I’m sorry if you wanted something else; A rubber stamp, a milquetoast or a sap. I’m sorry my independent nature is Like giving your face a hefty slap. If it seems I am apologizing for myself To make an excuse for the way things are Trust me when I tell you what I am sorry for Is that I have let this thing go on this far.
Dressing up in formal clothes Won't make us into something fine. As long as we believe a fantasy Soon we will cross some kind of line.
I apologize for not recognizing the signs That told me how you felt about love. The idea that the two of us are equals Was a thing you could not rise above. You couldn’t accept truth was important And only make what we had implausible. The kind of relationship you wanted Was not only wrong, but was impossible.
I guess it got easy for me to fake it And walk around in a huge pink fog, Pretending you were a handsome prince And not accept you were another frog
I don’t believe the truth can be hidden For but a very short while if at all. To base a relationship on dishonesty Will ultimately make the thing fall. Yes, I ignored the messages you gave me I’ve been through enough of this to know That I was part of the reason we failed; That this is the way it would have to go.
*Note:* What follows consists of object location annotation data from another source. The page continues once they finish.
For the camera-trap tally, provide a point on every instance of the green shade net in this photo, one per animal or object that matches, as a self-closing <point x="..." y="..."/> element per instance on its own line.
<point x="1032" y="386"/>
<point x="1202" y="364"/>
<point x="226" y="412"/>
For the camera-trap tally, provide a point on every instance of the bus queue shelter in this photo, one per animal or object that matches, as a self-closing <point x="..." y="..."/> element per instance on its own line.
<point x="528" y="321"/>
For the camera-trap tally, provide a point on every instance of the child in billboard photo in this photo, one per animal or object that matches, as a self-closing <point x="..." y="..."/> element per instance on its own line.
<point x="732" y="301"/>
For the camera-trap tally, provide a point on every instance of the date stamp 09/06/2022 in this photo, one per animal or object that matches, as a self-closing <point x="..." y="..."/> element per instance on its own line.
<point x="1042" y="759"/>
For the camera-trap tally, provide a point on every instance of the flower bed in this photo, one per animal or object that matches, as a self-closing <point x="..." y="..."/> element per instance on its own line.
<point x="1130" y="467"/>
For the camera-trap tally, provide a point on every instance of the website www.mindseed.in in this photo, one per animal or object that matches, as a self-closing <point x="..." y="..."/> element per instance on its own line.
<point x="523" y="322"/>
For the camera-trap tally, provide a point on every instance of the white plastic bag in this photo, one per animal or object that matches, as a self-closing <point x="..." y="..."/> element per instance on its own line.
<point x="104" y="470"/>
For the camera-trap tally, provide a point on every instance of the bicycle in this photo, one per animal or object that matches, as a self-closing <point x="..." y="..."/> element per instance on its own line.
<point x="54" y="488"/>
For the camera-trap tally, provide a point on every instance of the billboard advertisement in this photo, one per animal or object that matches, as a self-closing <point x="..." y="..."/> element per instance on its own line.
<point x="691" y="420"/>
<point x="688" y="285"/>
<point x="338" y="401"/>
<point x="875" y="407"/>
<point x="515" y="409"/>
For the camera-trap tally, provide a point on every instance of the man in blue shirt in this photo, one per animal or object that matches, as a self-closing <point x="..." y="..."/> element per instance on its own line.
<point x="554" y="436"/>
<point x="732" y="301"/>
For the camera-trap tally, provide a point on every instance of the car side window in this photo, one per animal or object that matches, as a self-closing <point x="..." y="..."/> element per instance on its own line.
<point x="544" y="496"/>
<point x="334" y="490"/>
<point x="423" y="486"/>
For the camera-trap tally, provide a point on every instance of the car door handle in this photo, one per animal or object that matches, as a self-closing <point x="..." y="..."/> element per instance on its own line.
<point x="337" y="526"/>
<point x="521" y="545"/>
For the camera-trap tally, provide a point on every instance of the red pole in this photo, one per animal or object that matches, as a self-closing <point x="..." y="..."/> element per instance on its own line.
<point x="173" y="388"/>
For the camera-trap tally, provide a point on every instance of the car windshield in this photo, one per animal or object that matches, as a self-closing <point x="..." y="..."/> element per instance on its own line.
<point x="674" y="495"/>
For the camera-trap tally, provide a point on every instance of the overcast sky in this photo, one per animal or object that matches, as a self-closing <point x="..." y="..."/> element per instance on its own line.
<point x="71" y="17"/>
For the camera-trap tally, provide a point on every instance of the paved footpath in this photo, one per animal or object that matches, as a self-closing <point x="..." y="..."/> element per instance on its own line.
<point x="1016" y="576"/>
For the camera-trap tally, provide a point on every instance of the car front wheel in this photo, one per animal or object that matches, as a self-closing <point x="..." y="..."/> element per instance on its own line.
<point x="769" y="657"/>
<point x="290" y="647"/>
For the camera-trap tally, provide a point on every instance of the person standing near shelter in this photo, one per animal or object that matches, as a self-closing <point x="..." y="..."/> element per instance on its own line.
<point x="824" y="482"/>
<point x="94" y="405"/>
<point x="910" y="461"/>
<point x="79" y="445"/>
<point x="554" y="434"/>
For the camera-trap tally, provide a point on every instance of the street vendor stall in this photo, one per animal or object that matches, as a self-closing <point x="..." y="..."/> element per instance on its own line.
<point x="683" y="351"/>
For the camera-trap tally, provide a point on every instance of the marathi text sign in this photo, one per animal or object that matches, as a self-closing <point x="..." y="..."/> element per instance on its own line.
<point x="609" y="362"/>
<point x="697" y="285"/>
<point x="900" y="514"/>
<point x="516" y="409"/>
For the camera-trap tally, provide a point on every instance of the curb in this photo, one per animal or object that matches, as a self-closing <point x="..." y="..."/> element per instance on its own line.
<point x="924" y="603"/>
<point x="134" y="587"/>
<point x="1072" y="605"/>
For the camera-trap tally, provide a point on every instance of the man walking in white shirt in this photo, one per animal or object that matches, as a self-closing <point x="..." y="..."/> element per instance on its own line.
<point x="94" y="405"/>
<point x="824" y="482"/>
I can’t let you completely off the hook. Your answers to my questions were a ruse. I am not equipped with a fairy godmother. I never had a pair of enchanted shoes. But I was never wishing for a magic life Just a hope that love could turn out real. But one of us can never do it all alone; Half of it will be about how you feel.
Dressing up in formal clothes Will not make us into something fine. As long as we believe a fantasy Soon we will cross some kind of line.